A Study of Facial Organs Classification System Based on Fusion of CNN Features and Haar-CNN Features
Abstract
In this paper, we proposed a method for effective classification of eye, nose, and mouth of human face. Most recent image classification uses Convolutional Neural Network(CNN). However, the features extracted by CNN are not sufficient and the classification effect is not too high. We proposed a new algorithm to improve the classification effect. The proposed method can be roughly divided into three parts. First, the Haar feature extraction algorithm is used to construct the eye, nose, and mouth dataset of face. The second, the model extracts CNN features of image using AlexNet. Finally, Haar-CNN features are extracted by performing convolution after Haar feature extraction. After that, CNN features and Haar-CNN features are fused and classify images using softmax. Recognition rate using mixed features could be increased about 4% than CNN feature. Experiments have demonstrated the performance of the proposed algorithm.
초록
본 논문에서는 사람 얼굴의 눈, 코, 입을 효과적으로 분류하는 방법을 제안한다. 최근 대부분의 이미지 분류는 CNN(Convolutional Neural Network)을 이용한다. 그러나 CNN으로 추출한 특징은 충분하지 않아 분류 효과가 낮은 경우가 있다. 분류 효과를 더 높이기 위해 새로운 알고리즘을 제안한다. 제안하는 방법은 크게 세 부분으로 나눌 수 있다. 첫 번째는 Haar 특징추출 알고리즘을 사용하여 얼굴의 눈, 코, 입 데이터셑을 구성한다. 두 번째는 CNN 구조 중 하나인 AlexNet을 사용하여 이미지의 CNN 특징을 추출한다. 마지막으로 Haar 특징 추출 뒤에 합성(Convolution) 연산을 수행하여 Haar-CNN 특징을 추출한다. 그 후 CNN 특징과 Haar-CNN을 혼합하여 Softmax를 이용해 분류한다. 혼합한 특징을 사용한 인식률은 기존의 CNN 특징 보다 약 4% 향상되었다. 실험을 통해 제안하는 방법의 성능을 증명하였다.
Keywords:
AlexNet, CNN, softmax classifier, Haar-CNN, image classificationⅠ. 서 론
Image processing is a very important technology, it can be roughly divided into three parts, such as image classification[1], object detection[2], and semantic segmentation[3]. In recent years, deep learning has been one of the hottest research topics in the field of image processing. Before the rise of deep learning, machine learning is the most used algorithm in image processing. But now in the field of image processing, deep learning algorithm is the mainstream algorithm. In the deep learning and machine learning[4], neural network is very important. The neural network mimics the human brain to make the machine perform a series of operations autonomously. Perceptron is a very important algorithm before the emergence of the neural network. We can think of the neural network as a further development of the perceptron.
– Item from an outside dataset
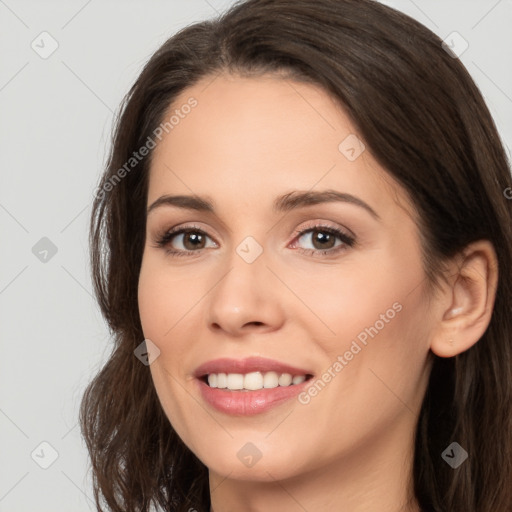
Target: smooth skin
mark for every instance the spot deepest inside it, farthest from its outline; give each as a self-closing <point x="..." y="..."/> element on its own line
<point x="247" y="142"/>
Image classification is the most basic algorithm in image processing. It is used in a variety of tasks. The mean of image classification is that computer automatically assign images to their respective classes. The classification task is a binary classification or a multi-class classification. The process of image classification involves two steps training system and testing system. In the training step, model extracts the features of image and form a description for every class. In the testing step, the trained model of the training step is used to classify the test images. In the image processing, features are necessary. Here are many kinds of extracted features, it can be divided into machine learning features and deep learning features. The machine learning features include Histogram of Oriented Gradient(HOG)[5], Local Binary Pattern(LBP)[6], Haar, Scale Invariant Feature Transform(SIFT)[7] and so on. The HOG constructs a feature by calculating and counting a gradient direction histogram of a local region of the image. LBP is an operator used to describe the local texture features of an image, it has significant advantages, such as rotation invariance and gray invariance. The SIFT algorithm obtains good results by finding the interest points and their descriptions about scale and orientation in a graph and performing image feature point matching. Such algorithms require artificial manipulation to extract features of the image, and the extracted features lack abstract features, and the classification results are relatively low. After that, Support Vector Machine(SVM)[8], Random Forest and Adaboost classifiers use extracted features to make a final decision of image classes. SVM construct hyperplane in high-dimensional space, which can be used for classification[9].
Convolutional Neural Network(CNN)[10] mimics the human nervous system and enables the computer to complete feature extraction autonomously. CNN has a huge breakthrough on ILSVR2012 image competition, it beat all others models in image classification. Now CNN is widely used in image processing. Compared with the traditional deep neural network, CNN reduced the calculated amount and the calculation complexity of the neural network. The CNN can be described as convolutional blocks and fully connection blocks. A convolutional block includes linear filters, non-linear activation function, and local pooling operations. The network of fully connection block is the traditionary neural network. CNN use the hierarchical structure of network to extract feature. Then fully connection layers use the extracted features to classify the input image. The traditional CNN includes LeNet-5[11], AlexNet, Visual Geometry Group(VGG)[12], GoogLeNet[13] and so on. LeNet-5 is the most basic CNN. Alexnet is an 8-layer neural network, VGG is a 16-layer neural network, and GoogLeNet is a 22-layer neural network. The most used networks are AlexNet and VGG.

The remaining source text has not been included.